Let it go, let it go!
Can’t hold it back any more.
Let it go, let it go!
Turn away and slam the door.
I don’t care what they’re going to say.
Let the storm rage on.
The cold never bothered me anyway.
I dove into my studies in grad school. I sought publication for my children’s book and started back up my burgeoning speaking career. Autism is not my label. It is my community. I ceased all feelings of shame in shouting from the rooftops that God healed my heart. I committed myself to writing my testimony so that others who have a past can learn to make peace with who they’ve been and the hurts they’ve caused.
It’s funny how some distance,
makes everything seem small.
And the fears that once controlled me, can’t get to me at all
It’s time to see what I can do,
to test the limits and break through.
No right, no wrong, no rules for me.
My years of living with a propensity toward breaking into sobs and rages at any moment have been replaced by totally relentless joy.
Let it go, let it go.
You’ll never see me cry.
Through writing my book, in my way of thinking and processing through my fingertips, I have come to make peace with who I was. My heart was never evil. I have to forgive myself for the hurts I caused. I pray, daily, for “healing and wholeness” for the people I’ve hurt. I smile and greet them when I see them, and silently pray. I’m establishing new friendships, mostly within the ASD community. I have gotten to a place where I not only feel peace with my past, but I thank God for it… for, it is only because of the incredible lows that God was able to demonstrate His power, bringing me to where I am today.
I’m never going back; the past is in the past!

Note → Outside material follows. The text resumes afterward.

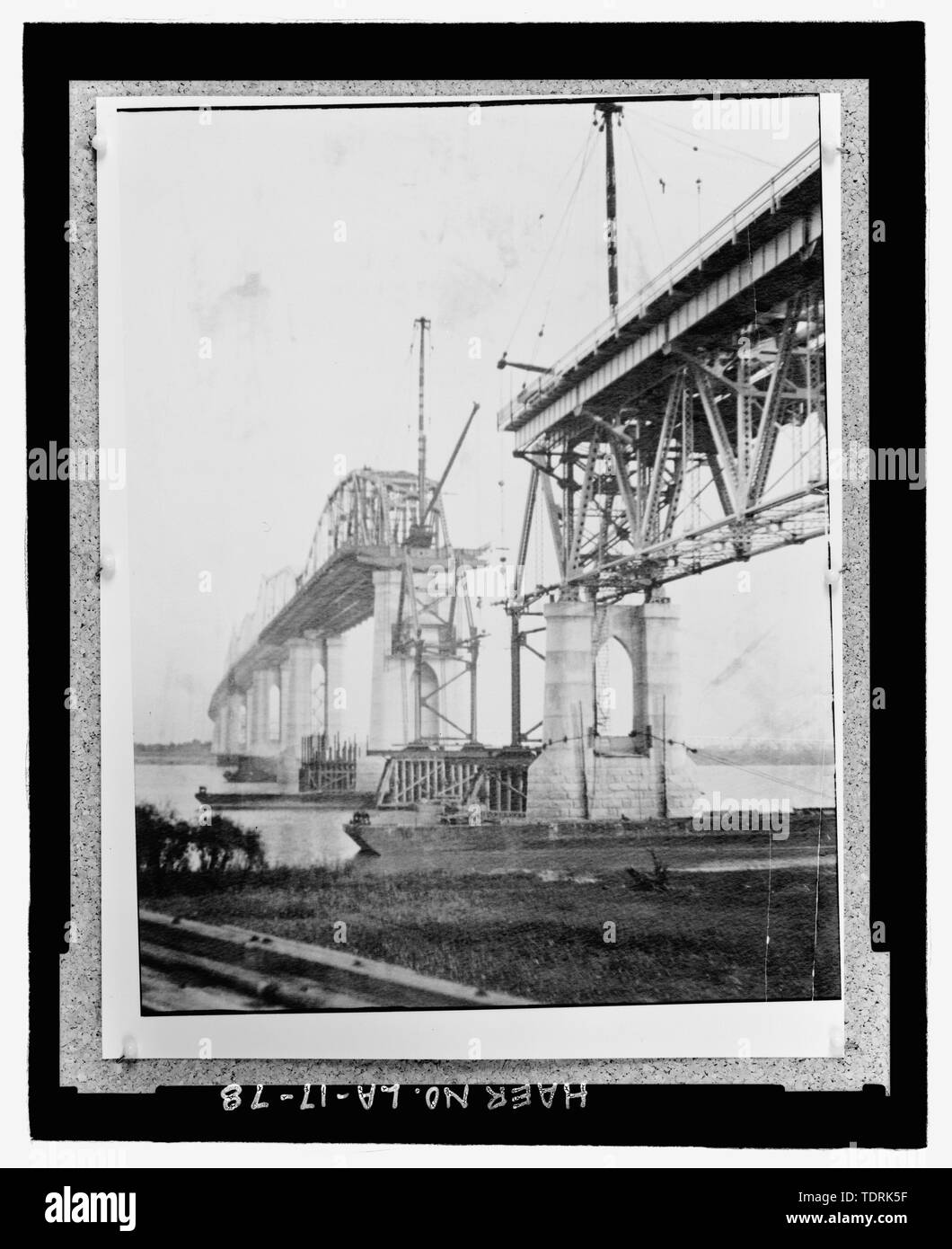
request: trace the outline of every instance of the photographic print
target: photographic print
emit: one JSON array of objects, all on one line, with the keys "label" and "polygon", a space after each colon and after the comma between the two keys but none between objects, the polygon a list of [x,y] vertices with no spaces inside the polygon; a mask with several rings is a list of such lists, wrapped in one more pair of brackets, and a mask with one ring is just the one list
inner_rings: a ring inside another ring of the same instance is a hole
[{"label": "photographic print", "polygon": [[820,97],[109,110],[132,1013],[518,1048],[661,1008],[742,1055],[709,1008],[756,1005],[802,1052],[841,1012]]}]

‘I hear that people don’t always quite know what to make of me. I don’t know why that is… could it be because I’m a little bit artsy and more than a little bit in love with science? I’m full of spunk and gumption, unless I’m tired, then I’m fresh out of anything but whine. I’m conservative, except where I’m liberal. I’m sassy and creative but I can crunch numbers in a heartbeat. I have tattoos but I won’t wear high heels and makeup feels like I’ve just painted my face. I’m socially quirky and I like it that way. I believe in human rights, human kindness, and I believe in humanity. I’m 26, with a 65-year-old soul and a 14-year-old spirit. I believe in Jesus with ALL my heart and seek to live out His love with every word I speak and deed I do. I think kitties might be the pinnacle of perfection in the animal kingdom, pink that of the colors, and Diet Mountain Dew that of beverages. I don’t drink. I don’t smoke. I can never decide if I swear, as that seems to depend on the day. I am extremely stubborn but I change my mind frequently. Did I mention I love kitties?
Now, why on earth don’t they know what to make of me? “
Unapologetic about who I am in the One who makes me who I am.
Let it go, let it go.
And I’ll rise like the break of dawn.
Let it go, let it go
That perfect girl is gone
Here I stand, in the light of day.
Let the storm rage on!
The cold never bothered me anyway…
How can so many big emotions fit in such little drops out of my eyes?